Corporate capitalism is the same system under another name. Instead of
governments controlling the capital in the name of the workers, employers own
the capital in the name of the workers. Workers themselves in both systems do
not often own their own means of production (although capitalism at least
allows for this).

For example, a distributist model of furniture manufacture involves thousands
of local woodworkers each making furniture, selling them, profiting in a small
way -- at least enough to raise their family. A corporate capitalist model is
one large company which owns all the tools and wood that the individual
employee-workers utilize to make a good that is sold to profit the
corporation.

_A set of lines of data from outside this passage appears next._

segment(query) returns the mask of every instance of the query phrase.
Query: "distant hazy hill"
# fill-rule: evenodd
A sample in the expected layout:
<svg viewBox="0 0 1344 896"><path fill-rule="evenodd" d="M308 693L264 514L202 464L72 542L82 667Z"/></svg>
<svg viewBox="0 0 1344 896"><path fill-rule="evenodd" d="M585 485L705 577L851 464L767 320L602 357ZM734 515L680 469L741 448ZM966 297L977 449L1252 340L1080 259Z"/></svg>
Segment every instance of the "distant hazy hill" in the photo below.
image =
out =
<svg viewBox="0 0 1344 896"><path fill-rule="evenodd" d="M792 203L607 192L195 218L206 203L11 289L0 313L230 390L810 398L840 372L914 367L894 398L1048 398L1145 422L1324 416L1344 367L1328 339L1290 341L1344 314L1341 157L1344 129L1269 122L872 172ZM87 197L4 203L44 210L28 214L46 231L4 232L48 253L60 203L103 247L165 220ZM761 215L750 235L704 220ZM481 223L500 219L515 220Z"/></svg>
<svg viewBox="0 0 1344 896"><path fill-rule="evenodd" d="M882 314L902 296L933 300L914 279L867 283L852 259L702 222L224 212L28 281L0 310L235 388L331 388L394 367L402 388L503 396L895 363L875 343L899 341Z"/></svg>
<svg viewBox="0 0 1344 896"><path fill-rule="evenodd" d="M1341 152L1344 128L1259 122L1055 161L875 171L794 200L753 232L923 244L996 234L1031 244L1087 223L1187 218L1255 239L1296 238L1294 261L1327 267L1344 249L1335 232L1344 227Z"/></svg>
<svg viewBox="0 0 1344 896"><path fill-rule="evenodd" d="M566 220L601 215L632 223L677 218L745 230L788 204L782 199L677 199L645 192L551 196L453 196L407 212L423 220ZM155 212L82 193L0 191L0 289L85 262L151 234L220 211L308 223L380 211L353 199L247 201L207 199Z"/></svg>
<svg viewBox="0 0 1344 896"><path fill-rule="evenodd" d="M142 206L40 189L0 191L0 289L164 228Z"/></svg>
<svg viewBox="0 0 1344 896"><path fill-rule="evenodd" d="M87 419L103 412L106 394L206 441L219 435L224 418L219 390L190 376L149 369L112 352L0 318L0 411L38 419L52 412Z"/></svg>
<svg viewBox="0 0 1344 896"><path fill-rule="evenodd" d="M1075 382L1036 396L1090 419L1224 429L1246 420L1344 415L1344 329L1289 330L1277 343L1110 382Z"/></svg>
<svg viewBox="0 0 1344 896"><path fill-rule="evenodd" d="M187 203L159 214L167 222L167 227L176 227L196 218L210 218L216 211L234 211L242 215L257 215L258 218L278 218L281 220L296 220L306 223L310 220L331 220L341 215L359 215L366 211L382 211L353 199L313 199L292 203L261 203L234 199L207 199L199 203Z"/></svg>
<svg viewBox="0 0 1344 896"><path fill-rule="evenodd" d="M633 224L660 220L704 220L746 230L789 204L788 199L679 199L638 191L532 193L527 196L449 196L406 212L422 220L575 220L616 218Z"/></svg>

A communist model is the 'people' own the tools and the wood that
some citizens make into furniture for the benefit of all the community.
Because the worker gets everything they need anyway, their income isn't
actually a function of their labor.

In both the case of corporate capitalism and communism, the worker does not
own the means of production and the profit and value they create via the
utilization of the tools and raw materials owned by some other more remote
group is mostly alienated from their behavior. Only in the distributist model
are people actually paid exactly for what value their labor provided.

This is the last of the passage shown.